Well-developed elongated multiple shoots developed roots when cultured on MS basal medium with 8.88 µM BAP + 4.92 µM IBA + 2.68 µM NAA after 30 days of culture (Figure 1 h).In contrast, De Bona et al. (2011) indicated that only in media without growth regulator or with BAP + GA3(gibberellic acid) they observed the roots induction in L. angustifolia organogenesis.
At the end of the experiment, L. angustifolia plants were successfully acclimatized (Figure 1 i) with high percentage of surviving (98%).
The propagation through in vitro leaf explants-derived callus is a reliable method for the rapid multiplication of lavender, allowing the selection, propagation and conservation of superior clones. Nevertheless, studies about the genetic stability of these plants will be develop.
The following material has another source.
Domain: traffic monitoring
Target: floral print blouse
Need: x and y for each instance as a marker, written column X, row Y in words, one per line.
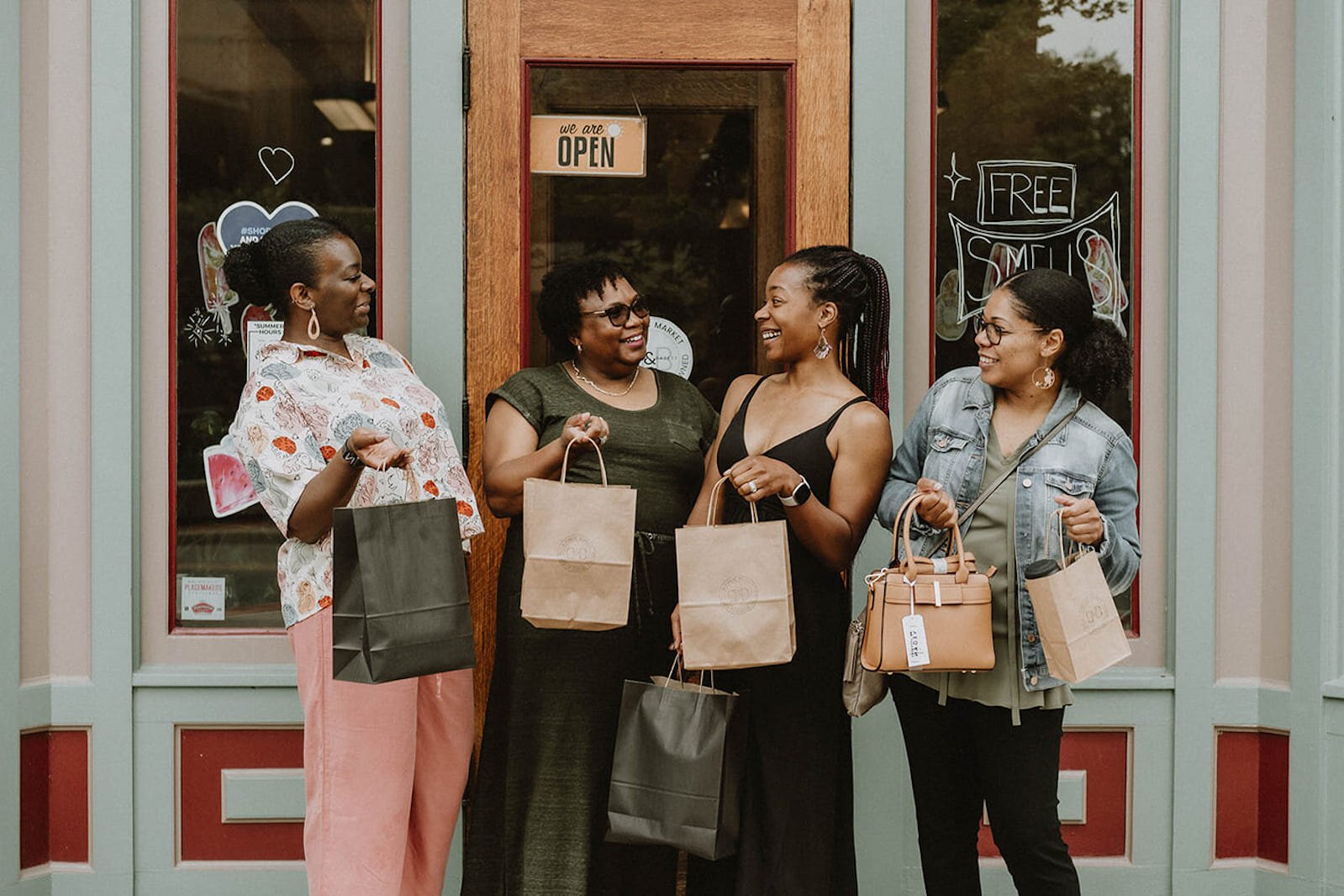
column 296, row 413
On the other hand, another example of application would be the in vitro production of metabolites (Andrys et al., 2018). In this sense, Guadarrama-Flores et al. (2012) reports the presence of terpenoids linalool and linalyl acetate in callus from immature leaf explants of L. angustifolia. The extraction of valuable metabolites in lavender plants propagated by tissue culture will contribute to avoid the exploitation of wild populations (Gonçalves and Romano, 2012) and in consequence to their conservation.
There is a great need for the conservation of the plant species mainly rare and imperiled, which are economically and medicinally important. Genetic diversity is one of the key for the survival of the plant species in their natural domain. It disappearance may lead to decrease in its ability to cope with changing environment and demographic fluctuations both in short- and long-term. Once plant species disappear from their natural habitat, they cannot be regenerated and it is very difficult to re-establish their previous rich diversity. Therefore, these biotechnological tools should be applied for the conservation (Parkash and Singh, 2013) and genetic improvement of L. angustifolia.